3.1.2 Micronutrients. Micronutrient concentrations increased compared to unfermented controls (Fig. 2): sodium by 49.49% (from 3.39 mg L⁻¹ to 5.08 mg L⁻¹), potassium by 36.88% (8.77 mg L⁻¹ to 12.01 mg L⁻¹), magnesium by 185.19% (from 1.08 mg L⁻¹ to 3.10 mg L⁻¹), calcium by 296.4% (from 0.89 to 3.55 mg L⁻¹), and manganese by 1054.96% (from 0.015 mg L⁻¹ to 0.17 mg L⁻¹). The increases in Na, K, Mg, Ca, Mn mirror earlier reports on lactic acid fermentation, where microbial activity and pH shifts facilitate breakdown of phytic acid complexes, liberating cations into the aqueous phase.^35,41,43 The pronounced Ca and Mn surges support pH-mediated release from the bran layer. Traditional fermented rice beverages enriched with zinc and calcium have shown significant micronutrient increases (p < 0.05) during fermentation, corroborating our findings.⁵⁰ Micronutrients including calcium, magnesium, potassium, sodium, and iron are enhanced in fermented rice water through breakdown of anti-nutritional factors by lactic acid bacteria, consistent with increased bioavailability reported in cereal fermentation.⁵¹ Zinc quantity decreased by 40.92%, probably due to selective mineral uptake or redistribution by the microbes for their metabolism. This decline in soluble zinc is consistent with findings where aqueous zinc concentrations decrease as microbial populations peak, likely reflecting selective microbial sequestration and complexation with antinutrients like phytate.³⁹ However, if phytate was degraded during fermentation, this could theoretically enhance zinc bio-accessibility despite the lower absolute concentration.^39,52,53 Collectively, these findings confirm that 18 h of fermentation improves solubility and potential bioavailability of key micronutrients in Kerala red rice water, consistent with nutritional benchmarks from previous cereal fermentation studies.

3.2 Microbial community composition and functional insights

Shotgun whole-genome metagenomic sequencing of fermented Kerala red rice water was performed by MedGenome Labs Ltd, Bangalore, India, on an Illumina NovaSeq X Plus Platform (2 × 151 bp, paired-end). Read quality control was performed using FastQC and fastq-mcf tool (v1.04.803) for adapter trimming, followed by de novo assembly using MEGAHIT (v1.2.9). The assembly yielded 2.58 GB of high-quality data after adapter trimming (mean Q = 39.26, Q 30% > 92%, GC content = 47.67%), producing 9211 contigs (≥1000 bp; largest contig = 904 399 bp; N50 = 11 330 bp). Gene prediction was executed via Prodigal (v2.6.3). Taxonomic classification, and functional profiling were performed using MEGAN6 with integrated SEED and BV-BRC databases. Microbial diversity indices (Shannon, Simpson, Richness, Evenness) were calculated from the species abundance data in-house. No contamination was detected after screening (SI 2A, Fig. S1, 2B and 2D–F).

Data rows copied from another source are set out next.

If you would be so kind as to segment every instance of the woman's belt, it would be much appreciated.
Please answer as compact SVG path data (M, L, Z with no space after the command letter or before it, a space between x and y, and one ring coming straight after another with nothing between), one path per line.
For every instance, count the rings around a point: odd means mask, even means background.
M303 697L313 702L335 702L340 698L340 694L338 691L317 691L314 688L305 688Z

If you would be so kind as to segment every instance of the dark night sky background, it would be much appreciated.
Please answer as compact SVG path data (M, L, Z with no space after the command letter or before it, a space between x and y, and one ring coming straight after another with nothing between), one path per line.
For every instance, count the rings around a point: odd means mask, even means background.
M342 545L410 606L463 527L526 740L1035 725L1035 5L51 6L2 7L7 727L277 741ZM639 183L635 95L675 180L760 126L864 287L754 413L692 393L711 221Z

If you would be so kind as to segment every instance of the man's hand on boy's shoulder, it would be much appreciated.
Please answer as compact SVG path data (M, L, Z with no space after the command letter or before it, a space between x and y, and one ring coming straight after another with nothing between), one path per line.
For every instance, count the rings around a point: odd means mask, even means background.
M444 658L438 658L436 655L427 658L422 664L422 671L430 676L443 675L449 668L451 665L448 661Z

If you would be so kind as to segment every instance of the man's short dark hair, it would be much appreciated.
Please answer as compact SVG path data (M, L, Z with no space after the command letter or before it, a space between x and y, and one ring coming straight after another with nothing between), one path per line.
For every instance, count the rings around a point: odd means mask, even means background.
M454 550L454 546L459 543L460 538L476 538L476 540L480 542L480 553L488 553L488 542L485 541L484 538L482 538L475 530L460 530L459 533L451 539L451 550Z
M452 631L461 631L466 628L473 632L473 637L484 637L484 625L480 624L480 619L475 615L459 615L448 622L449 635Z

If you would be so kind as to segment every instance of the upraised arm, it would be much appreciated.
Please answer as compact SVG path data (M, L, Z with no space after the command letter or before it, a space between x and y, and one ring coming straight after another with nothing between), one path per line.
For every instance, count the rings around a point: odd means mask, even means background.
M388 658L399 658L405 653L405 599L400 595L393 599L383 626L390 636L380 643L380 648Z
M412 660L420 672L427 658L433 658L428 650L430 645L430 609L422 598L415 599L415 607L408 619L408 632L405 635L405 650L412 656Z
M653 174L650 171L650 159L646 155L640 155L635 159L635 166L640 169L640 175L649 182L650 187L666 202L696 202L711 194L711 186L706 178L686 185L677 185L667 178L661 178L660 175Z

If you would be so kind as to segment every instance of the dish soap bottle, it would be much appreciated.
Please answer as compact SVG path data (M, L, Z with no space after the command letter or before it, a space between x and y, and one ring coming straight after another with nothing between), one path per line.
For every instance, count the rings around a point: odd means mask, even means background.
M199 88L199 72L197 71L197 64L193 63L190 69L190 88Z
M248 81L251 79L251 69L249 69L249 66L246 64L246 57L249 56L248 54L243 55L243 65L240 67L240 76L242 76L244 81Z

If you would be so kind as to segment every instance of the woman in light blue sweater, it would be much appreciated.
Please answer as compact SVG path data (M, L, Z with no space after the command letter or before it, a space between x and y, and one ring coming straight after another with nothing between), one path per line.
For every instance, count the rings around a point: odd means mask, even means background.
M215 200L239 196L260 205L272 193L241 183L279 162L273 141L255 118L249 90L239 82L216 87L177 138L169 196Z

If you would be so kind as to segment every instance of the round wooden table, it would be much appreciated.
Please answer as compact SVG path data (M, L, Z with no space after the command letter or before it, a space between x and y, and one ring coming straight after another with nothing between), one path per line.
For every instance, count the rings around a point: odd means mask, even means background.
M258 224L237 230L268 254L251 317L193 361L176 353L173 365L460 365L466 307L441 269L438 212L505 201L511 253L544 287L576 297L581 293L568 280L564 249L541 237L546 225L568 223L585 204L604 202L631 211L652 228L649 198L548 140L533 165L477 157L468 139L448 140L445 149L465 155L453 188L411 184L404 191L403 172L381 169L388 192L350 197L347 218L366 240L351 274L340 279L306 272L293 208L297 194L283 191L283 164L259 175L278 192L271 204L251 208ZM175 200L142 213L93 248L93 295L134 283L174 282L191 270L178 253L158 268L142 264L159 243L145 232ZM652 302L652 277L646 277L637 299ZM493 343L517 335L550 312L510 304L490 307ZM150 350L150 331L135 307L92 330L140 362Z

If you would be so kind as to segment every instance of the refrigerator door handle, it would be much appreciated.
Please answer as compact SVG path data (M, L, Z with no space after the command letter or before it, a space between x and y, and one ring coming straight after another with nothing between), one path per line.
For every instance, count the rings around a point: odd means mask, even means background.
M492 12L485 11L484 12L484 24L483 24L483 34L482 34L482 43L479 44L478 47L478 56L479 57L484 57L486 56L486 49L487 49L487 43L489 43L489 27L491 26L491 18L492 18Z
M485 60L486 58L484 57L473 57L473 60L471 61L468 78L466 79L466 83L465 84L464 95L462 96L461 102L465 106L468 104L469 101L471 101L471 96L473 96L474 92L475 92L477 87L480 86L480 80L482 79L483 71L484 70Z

Species-level analysis identified 50 microbial taxa (SI 2C), dominated by Proteobacteria (59.63%) and Firmicutes (40.12%) with a minor viral contribution from Uroviricota (0.25%). Major species included Saccharibacillus sp. O23 (13.89%), Cronobacter sakazakii (11.94%), and Saccharibacillus sp. O16 (8.89%). Approximately 25% of bacterial reads remained unclassified. The list of microbes along with the top 10 genera is shown in Fig. 3. The relative abundance of individual species and rank-abundance curve showing dominance by a few abundant species with a long tail of rarer members is shown in SI 2A and Fig. S2.

Fig. 3 Taxonomic composition and functional attributes of microbes in fermented Kerala red rice water (Oryza sativa L. subsp. indica). Fifty microbial taxa are displayed, where cell background colors denote phylum-level assignment: grey = Proteobacteria, blue = Firmicutes, and light purple = Uroviricota. Overlay bars indicate relative abundance categories: red (<5%), yellow (5–10%), and green (>10%). The top 10 genera are highlighted. Eight pie charts illustrate functional attributes, with sector size corresponding to the proportion of taxa associated with each attribute.

Functional annotation revealed strong fermentative potential (68%), with high representation of amylase producers (70%), and phytase produces (34%), antimicrobial traits (30%), vitamin biosynthesis (B1, B2, B9; 54%), and probiotic-associated species (10%) Fig. 3. These are in silico predictions; active metabolic expression requires validation via proteomics or metabolomics. The presence of phytase-encoding genes (34% of community) aligns with measured phytase activity (0.12 U mL⁻¹) and supports the observed mineral release (see Results and discussion, Section 3.3).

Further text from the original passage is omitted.